A nearly $1 billion charge has been levied against Amazon for a data storage breach.


Amazon has been slammed with the EU’s highest fine to date after being fined €746 million ($888 million) for breaking the EU’s General Data Protection Regulation (GDPR).

According to Bloomberg, the ecommerce behemoth was penalized earlier this month by Luxembourg’s National Commission for Data Protection (CNPD) for allegedly processing personal data in a manner that breached GDPR.

In a 10-Q statement recently filed with the Securities and Exchange Commission, Amazon stated that the CNPD’s ruling is “without substance.” In a statement, the business added more information to the matter, saying:

There has been no data breach, and no customer data has been exposed to any third party. These facts are undisputed. We strongly disagree with the CNPD’s ruling, and we intend to appeal. The decision relating to how we show customers relevant advertising relies on subjective and untested interpretations of European privacy law, and the proposed fine is entirely out of proportion with even that interpretation.

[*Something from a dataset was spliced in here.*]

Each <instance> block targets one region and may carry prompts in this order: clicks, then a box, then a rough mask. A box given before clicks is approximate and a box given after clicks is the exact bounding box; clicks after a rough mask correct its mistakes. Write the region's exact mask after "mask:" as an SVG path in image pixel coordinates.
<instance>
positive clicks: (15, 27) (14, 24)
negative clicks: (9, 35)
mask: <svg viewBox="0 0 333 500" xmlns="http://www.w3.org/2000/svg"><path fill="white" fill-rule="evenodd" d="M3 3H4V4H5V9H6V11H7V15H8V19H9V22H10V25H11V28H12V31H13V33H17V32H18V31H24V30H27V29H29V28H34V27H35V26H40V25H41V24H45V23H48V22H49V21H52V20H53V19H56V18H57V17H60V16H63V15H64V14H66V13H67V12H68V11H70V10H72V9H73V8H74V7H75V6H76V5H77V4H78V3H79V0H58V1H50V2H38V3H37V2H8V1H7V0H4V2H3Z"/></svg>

The CNPD of Luxembourg has imposed a fine on Amazon since its European headquarters are based in the small European country.

The CNPD has not publicly commented on the decision since local regulations prohibit it from commenting on specific cases or even confirming receipt of a complaint.

Due to the quantity of data it collects on its consumers, the US-based firm has been under growing criticism in recent years. Amazon, on the other hand, has defended its data collection techniques, claiming that they enable it to provide a better and more tailored consumer experience. However, lawmakers and regulators have expressed worries that the firm has used this information to obtain an unfair competitive edge.

Amazon isn’t the only big firm to get a hefty fine for breaking GDPR. In January of this year, France’s privacy regulator CNIL penalized Google €50 million ($57 million) for violating GDPR.